I'm trying to implement in C a data structure that would allow me to manipulate efficiently a**binary** matrix (containing only 1 or 0). I'll explain what operations I have to apply to this matrix, and would like to know what's the best possible data structure to use ?
The operations are done in the field F_2 (which means 1+1 = 0 the other operations remain unchanged). I have one k
*n
matrix (k
< n
) called H
. At most, k
= 2325 and n
= 3009.
The operations that I will have to do over this matrix are :
I will partially diagonalize it using only row swap and row additions. Once it is done, I will not use anymore row operations and will operate a lot (!) of columns additions over this matrix (what I mean by "a lot" is about ((n-k)/2)³ columns additions)

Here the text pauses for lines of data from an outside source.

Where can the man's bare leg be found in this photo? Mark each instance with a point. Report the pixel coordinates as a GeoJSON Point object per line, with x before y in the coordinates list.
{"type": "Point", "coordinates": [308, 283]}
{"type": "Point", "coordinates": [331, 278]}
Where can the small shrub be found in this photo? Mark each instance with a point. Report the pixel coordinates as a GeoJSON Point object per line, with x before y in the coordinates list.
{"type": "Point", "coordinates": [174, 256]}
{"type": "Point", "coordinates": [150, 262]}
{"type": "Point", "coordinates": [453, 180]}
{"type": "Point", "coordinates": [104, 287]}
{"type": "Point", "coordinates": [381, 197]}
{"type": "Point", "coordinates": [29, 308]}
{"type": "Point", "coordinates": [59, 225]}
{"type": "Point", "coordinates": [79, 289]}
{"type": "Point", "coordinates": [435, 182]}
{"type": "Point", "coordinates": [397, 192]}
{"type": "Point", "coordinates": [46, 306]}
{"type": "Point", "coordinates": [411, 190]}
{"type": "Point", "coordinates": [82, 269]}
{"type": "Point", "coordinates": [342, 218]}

Data structure I was considering for the matrix :
For the matrix coefficient, I was thinking about storing sequences of multiple bits at once in one single unsigned int. For instance, I could store the sequence (11001011)
to the uint8_t
203
(converting from binary to decimal)
- Is it a good idea ?
If I do so, I have two options :
I could use uint16_t
or uint64_t
coefficients to split my matrix H in many 4*4 or 8*8 submatrices.
- Is this a good option (in terms of time efficiency) and if it is, is it better to use
uint16_t
oruint64_t
?
Else I was thinking about storing every row in multiple uint32_t
or uint64_t
, then operate my partial diagonalization. Next switch to a structure that would code the matrix as n
columns vectors to handle the remaining operations.

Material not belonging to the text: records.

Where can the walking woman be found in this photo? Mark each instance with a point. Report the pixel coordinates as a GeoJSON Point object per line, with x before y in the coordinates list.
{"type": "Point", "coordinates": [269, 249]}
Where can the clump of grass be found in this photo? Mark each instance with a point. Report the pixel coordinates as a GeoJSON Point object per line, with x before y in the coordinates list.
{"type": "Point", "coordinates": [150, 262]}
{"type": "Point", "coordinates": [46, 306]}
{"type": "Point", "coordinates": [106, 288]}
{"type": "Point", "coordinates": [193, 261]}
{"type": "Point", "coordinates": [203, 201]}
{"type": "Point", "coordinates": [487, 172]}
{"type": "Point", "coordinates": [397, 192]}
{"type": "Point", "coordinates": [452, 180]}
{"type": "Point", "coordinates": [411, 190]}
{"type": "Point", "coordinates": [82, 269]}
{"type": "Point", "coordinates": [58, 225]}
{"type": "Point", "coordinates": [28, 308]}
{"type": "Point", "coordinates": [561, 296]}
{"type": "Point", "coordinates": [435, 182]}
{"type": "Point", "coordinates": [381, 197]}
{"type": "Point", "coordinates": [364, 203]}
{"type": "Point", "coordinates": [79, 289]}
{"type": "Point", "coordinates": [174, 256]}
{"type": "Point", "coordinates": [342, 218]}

- Do you think this is more efficient ?
Whatever method I use, I will have to efficiently access the n
'th bit of an unsigned int (uint16
, 32
or 64
). How do I do that ?
For best performance, use an array of row pointers for the row swap and row additions. Use <stdint.h>
, and a fast unsigned integer type of minimum supported word size -- I recommend either uint_fast32_t
, unless you intend to run this on 16- or 8-bit processors.

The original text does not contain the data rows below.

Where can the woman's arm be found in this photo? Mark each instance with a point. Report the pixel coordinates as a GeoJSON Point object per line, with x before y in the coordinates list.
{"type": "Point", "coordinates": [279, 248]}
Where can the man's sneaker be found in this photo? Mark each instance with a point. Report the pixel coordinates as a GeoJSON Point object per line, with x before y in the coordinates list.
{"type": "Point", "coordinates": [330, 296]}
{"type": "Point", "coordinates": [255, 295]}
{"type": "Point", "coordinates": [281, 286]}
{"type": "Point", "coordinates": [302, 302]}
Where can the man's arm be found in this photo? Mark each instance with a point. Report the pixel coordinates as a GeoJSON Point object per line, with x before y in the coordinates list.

When all the row swap and row additions are done, transpose the array. Although this operation is "slow", the following column operations will be so fast to offset the transpose cost.
Consider the following:
#include <stdint.h>
#include <limits.h>
typedef uint_fast32_t word;
#define WORD_BITS (CHAR_BIT * sizeof (word))
typedef struct {
int rows; /* Number of row vectors */
int cols; /* Number of defined bits in each row */
int words; /* Number of words per row vector */
word **row; /* Array of pointers */
} row_matrix;
typedef struct {
int rows; /* Number of defined bits in each column */
int cols; /* Number of col vectors */
int words; /* Number of words per col vector */
word **col;
} col_matrix;
Although you could use a single type to describe the two matrix forms, using separate types makes the code and functions easier to maintain. You'll end up having some duplicated code, but that's a minor issue compared to having clear, intuitive types.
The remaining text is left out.